A new study, carried out by Mactavish, a UK’s insurance governance, says there has been a surge in businesses buying specialist cyber insurance, but it warns the immaturity of this market means there are significant flaws in the majority of these policies.
The company, which advises organisations of all sizes on their insurance requirements, and which has worked with a quarter companies in the FTSE 100, has recently launched a new Cyber Risk Consulting Practice. This helps clients to understand their exposure to cyber risks, and to source appropriate insurance cover for these. It has recently reviewed dozens of ‘off-the-shelf’ cyber insurance policies and identified seven significant common flaws:
- Cover can be limited to events triggered by attacks or unauthorised activity – excluding cover for issues caused by accidental errors or omissions
- Data breach costs can be limited – e.g. covering only costs that the business is strictly legally required to incur (as opposed to much greater costs which would be incurred in practice)

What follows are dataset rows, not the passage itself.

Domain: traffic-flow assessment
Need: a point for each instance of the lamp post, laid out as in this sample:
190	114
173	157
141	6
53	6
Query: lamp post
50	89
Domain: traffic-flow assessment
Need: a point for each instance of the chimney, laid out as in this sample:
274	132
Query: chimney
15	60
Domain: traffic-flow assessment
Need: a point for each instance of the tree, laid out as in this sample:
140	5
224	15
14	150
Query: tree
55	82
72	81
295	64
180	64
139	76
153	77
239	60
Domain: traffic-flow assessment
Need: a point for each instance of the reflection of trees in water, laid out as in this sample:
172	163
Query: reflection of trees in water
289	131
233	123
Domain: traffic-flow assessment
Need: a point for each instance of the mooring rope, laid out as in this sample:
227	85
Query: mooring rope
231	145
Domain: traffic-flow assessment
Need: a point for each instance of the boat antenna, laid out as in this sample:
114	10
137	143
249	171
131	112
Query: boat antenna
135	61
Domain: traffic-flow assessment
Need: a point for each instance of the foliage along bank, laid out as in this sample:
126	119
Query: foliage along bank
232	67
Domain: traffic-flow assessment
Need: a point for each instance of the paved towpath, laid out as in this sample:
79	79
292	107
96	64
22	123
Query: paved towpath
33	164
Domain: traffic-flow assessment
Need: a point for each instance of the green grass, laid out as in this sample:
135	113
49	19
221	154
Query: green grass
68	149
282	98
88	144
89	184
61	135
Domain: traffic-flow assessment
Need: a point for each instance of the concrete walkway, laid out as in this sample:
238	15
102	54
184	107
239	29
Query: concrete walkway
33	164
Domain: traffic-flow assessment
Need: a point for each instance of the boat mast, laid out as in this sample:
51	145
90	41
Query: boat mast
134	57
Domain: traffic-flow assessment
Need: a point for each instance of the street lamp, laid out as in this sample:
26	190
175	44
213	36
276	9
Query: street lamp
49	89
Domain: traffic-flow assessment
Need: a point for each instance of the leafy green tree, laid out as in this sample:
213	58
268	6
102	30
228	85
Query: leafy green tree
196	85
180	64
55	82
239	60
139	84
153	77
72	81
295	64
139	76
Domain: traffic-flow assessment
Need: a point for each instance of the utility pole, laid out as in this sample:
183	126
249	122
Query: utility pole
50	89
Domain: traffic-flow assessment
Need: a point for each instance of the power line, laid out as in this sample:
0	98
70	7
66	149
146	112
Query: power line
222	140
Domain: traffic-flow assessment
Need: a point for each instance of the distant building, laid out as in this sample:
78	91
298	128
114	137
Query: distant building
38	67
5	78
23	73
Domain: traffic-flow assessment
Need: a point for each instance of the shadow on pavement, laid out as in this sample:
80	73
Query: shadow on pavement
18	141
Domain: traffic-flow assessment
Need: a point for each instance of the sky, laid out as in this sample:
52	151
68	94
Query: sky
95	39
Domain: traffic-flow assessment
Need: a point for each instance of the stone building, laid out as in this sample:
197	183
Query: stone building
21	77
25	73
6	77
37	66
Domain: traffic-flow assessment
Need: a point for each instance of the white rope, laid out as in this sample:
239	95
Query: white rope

- Systems interruption cover can be limited to only the brief period of actual network interruption, providing no cover for the more significant knock-on revenue impact in the period after IT systems are restored but the business is still disrupted
- Cover for systems delivered by outsourced service providers (many businesses’ most significant exposure) varies significantly and is often limited or excluded
- Exclusions for software in development or systems being rolled out are common and can be unclear or in the worst cases exclude events relating to any recently updated systems
- Where contractors cause issues (e.g. a data breach) but the business is legally responsible, policies will sometimes not respond
- Notification requirements are often complex and onerous
Bruce Hepburn, CEO of Mactavish said: “There are a number of new cyber insurance policies being launched, but despite a sharp increase in cyber incidents this market is very immature and in many respects untested. Perhaps some of these policies have been rushed to market by insurers eager to capitalise on the growing cyber risks facing organisations, and their desire to spend significant amounts of money to protect themselves against this.
“Very few claims have been made on these new cyber insurance policies, but my bet is that many will be disputed, or settlements will be much lower than clients expected. However, this can be avoided if organisations first understand the cyber risks they face, and then secure a bespoke policy to meet their needs.”